Western Medicine Approach
Western medicine demands a formal diagnosis for fibromyalgia. Through a thorough examination and the ruling out of other similar conditions, patients can be properly diagnosed. However, this usually takes time, sometimes years, in the making. There are three FDA-approved medicines to combat the pain from FMS but there is much more to treatment than a pill. Other strategies are needed to improve sleep, stretch and restore symmetry to muscles that have been shortened by spasm, and raise overall conditioning through exercise.
Acupuncture practitioners believe the root of fibromyalgia is a disturbance in nerves that blocks energy. The disturbance is caused by sensitivities to substances ranging from pollen to vaccines to chemical agents in fabrics. Anxiety and depression may also play a part. Practitioners use acupuncture to release energy and allergy testing to identify problem substances.
The pain of fibromyalgia is not caused by depression but depression can deepen a patient’s experience of pain. Used to, doctors believed that fibromyalgia was “all in the head.” However, that has been revoked since more research has revealed a definite biological reason for the symptoms of this syndrome. On the other hand, mental health professionals may play a complementary role in treatment and a vital one. Cognitive behavioral therapy can relieve depression and help patients identify sources of stress that magnify their symptoms.
According to one doctor, fibromyalgia is a system-wide breakdown. This doctor has also suffered from the disease himself and has developed his own protocol. He recommends supplements to help sufferers sleep, balance hormones, boost immunity, and improve nutrition.
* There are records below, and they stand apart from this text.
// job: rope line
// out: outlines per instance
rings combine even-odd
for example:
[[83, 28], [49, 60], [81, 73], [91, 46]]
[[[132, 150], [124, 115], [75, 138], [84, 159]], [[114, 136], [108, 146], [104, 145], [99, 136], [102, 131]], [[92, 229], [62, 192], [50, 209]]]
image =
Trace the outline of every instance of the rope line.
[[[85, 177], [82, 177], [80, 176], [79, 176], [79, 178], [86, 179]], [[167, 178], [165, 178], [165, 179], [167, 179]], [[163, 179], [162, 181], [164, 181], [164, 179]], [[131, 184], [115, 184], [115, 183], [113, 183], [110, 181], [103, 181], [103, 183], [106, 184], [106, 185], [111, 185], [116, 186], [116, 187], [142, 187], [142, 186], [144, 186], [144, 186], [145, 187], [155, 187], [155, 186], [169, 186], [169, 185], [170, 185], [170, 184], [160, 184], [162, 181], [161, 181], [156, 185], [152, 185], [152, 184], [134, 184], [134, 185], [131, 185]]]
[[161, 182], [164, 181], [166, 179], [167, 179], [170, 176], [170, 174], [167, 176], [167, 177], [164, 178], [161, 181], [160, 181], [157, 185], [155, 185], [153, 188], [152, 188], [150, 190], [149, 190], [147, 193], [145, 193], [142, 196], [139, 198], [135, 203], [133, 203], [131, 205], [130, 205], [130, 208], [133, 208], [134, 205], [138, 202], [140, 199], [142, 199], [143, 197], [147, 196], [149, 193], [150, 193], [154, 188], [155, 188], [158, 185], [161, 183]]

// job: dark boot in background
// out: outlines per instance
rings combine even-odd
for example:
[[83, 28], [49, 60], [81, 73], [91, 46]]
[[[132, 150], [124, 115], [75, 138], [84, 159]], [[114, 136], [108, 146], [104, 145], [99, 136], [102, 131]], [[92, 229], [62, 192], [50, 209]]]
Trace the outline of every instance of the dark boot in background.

He also prescribes regular exercise. In studies, patients improved by as much as 91 percent.
As you can see, there are many ways to tackle fibromyalgia. Finding the correct one for you may take some time. You may need to try several of these approaches before finding the right one for you. Talk to your doctor and also educate yourself in these approaches. When it comes to your body, you have the final say of which approach actually works for you.